« Une ligne entraîne l’autre, toujours… je dessine quelque chose qui me donne subitement l’idée de dessiner quelque chose d’autre qui me donne aussitôt l’envie de dessiner, etc. Voyez-vous, je dessine, puis je réfléchis. Pour moi, c’est une activité littéraire, morale. »
Saul Steinberg

11.3.11

Débat autour de la promenade

Sara a toujours l’embarras du choix question promenades, à moins qu’elle embarrasse Maurice et Léa avec le choix qu’elle leur soumet afin de les détourner de leurs jardineries — disons entre Green Garden & Co et Paysage & Jardin Concept, maintenant que Naturalia a épuisé ses charmes — comme elle leur avait proposé le choix entre le côté de Meinkirchen et le côté de chez Wink en se camouflant derrière une lecture quelque peu frelatée.
Ce dimanche, Sara a détourné Maurice et Léa de leur objectif — alors qu’ils ne s’étaient pas encore interrogés sur le choix entre le côté de Green Garden & Co et le côté de Paysage & Jardin Concept, Léa ne pouvant se défaire de sa lecture dévorante bien au-delà du samedi consacré à ce vice impuni, car, à peine l’avait-elle terminée qu’elle la reprenait à son début — pour les entraîner à venir marcher dans la nature.
En chemin, à la première halte précisément, pour reprendre son souffle et regarder alentour, Léa poursuit sa lecture qu’elle avait interrompue à contrecœur car le livre, qui célèbre l’amitié comme jamais l’amitié fut célébrée, n’offre pas le moindre interstice pour s’arrêter, reprendre souffle, regarder alentour.
— « S’il y avait des amis chez moi, il faisait des promenades avec mes amis et moi, à contrecœur, mais il les faisait.
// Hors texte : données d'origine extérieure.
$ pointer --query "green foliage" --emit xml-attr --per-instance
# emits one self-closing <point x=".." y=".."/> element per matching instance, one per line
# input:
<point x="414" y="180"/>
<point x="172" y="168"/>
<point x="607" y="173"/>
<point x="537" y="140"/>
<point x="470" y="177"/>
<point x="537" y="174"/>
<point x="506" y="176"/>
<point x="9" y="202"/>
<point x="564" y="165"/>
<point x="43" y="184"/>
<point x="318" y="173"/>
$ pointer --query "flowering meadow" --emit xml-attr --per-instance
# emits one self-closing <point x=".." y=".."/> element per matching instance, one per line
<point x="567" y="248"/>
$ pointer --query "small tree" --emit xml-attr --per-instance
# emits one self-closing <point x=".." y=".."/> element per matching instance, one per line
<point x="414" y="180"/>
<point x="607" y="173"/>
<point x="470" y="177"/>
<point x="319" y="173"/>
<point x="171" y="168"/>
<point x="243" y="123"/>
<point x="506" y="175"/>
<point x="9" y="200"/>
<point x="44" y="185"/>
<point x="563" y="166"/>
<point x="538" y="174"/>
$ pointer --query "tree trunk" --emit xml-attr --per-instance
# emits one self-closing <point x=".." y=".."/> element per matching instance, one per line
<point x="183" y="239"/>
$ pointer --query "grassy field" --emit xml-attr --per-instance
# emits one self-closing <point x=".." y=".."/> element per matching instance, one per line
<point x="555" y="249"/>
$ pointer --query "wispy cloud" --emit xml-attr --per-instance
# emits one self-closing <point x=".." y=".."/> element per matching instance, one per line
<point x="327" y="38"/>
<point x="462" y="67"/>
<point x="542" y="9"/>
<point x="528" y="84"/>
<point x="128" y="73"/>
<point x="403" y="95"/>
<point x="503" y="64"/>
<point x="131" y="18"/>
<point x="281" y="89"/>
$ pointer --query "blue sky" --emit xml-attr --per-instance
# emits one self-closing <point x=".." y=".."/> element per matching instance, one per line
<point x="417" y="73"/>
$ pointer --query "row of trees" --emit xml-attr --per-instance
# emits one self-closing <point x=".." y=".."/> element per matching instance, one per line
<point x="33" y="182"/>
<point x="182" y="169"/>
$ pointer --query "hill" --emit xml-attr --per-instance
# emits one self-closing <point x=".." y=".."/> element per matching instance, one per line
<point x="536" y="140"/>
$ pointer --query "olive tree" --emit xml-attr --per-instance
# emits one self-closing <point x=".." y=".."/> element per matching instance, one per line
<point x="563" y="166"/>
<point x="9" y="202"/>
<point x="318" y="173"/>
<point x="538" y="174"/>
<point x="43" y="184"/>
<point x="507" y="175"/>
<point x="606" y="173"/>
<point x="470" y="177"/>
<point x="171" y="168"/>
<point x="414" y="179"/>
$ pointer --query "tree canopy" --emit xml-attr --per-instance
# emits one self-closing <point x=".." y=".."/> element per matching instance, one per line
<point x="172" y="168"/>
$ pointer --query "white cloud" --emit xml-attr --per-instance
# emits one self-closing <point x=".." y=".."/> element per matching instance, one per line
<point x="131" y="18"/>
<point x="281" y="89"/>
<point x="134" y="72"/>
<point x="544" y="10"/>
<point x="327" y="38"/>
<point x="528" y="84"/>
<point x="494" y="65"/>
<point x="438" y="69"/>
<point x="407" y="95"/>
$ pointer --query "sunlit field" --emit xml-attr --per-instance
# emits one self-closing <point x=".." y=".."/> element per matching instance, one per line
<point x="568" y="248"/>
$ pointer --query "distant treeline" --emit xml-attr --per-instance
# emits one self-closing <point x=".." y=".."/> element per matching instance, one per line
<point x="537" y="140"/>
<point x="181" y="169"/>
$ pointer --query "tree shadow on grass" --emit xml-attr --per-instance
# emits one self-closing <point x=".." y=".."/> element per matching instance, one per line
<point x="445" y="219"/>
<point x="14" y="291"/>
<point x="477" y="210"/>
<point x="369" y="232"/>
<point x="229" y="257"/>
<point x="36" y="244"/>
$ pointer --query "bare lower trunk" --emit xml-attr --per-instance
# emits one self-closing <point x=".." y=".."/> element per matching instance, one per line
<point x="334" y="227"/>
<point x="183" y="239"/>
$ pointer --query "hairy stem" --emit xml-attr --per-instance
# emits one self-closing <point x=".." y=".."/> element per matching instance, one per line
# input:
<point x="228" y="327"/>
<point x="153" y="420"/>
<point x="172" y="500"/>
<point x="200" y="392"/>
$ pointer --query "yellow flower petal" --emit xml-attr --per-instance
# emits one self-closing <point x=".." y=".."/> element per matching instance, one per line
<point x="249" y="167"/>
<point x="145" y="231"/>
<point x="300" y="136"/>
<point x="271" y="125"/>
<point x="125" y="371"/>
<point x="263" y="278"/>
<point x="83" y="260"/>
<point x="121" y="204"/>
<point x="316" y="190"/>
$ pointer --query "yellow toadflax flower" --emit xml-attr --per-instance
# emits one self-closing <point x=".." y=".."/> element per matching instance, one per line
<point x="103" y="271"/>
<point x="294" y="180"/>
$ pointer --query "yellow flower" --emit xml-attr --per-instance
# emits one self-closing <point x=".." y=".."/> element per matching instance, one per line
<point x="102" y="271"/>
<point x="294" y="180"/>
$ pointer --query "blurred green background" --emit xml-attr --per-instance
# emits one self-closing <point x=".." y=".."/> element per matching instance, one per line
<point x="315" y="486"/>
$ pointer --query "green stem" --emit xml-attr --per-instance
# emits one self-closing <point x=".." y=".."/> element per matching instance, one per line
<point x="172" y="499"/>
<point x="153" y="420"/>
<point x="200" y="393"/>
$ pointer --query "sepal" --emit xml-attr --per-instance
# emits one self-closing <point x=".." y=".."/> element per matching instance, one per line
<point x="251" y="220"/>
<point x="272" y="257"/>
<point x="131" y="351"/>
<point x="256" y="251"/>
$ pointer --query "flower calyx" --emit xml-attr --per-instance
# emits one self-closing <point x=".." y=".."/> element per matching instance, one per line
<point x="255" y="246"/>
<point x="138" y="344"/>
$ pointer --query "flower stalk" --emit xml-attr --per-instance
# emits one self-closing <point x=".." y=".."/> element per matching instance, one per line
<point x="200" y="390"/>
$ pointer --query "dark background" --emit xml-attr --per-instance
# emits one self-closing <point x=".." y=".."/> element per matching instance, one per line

Moi non plus je n’aime pas les promenades, depuis toujours je ne me promène qu’à contrecœur, c’est toujours à contrecœur que je fais des promenades, mais avec des amis, je fais des promenades, et de telle manière que ces amis s’imaginent que je suis un promeneur passionné, car je me promène toujours de manière si théâtrale qu’ils n’en reviennent pas. Je n’ai absolument rien d’un promeneur, et je ne suis davantage un ami de la nature ni quelqu’un qui connaît la nature. »
Sara, puis Maurice, poursuivent la promenade en faisant semblant d’abandonner Léa.
— « Mais quand des amis sont là, je marche de telle manière qu’il s’imaginent que j’aime me promener, que j’aime la nature et que je connais la nature. Je ne connais absolument pas la nature, et je la déteste, parce qu’elle me tue. »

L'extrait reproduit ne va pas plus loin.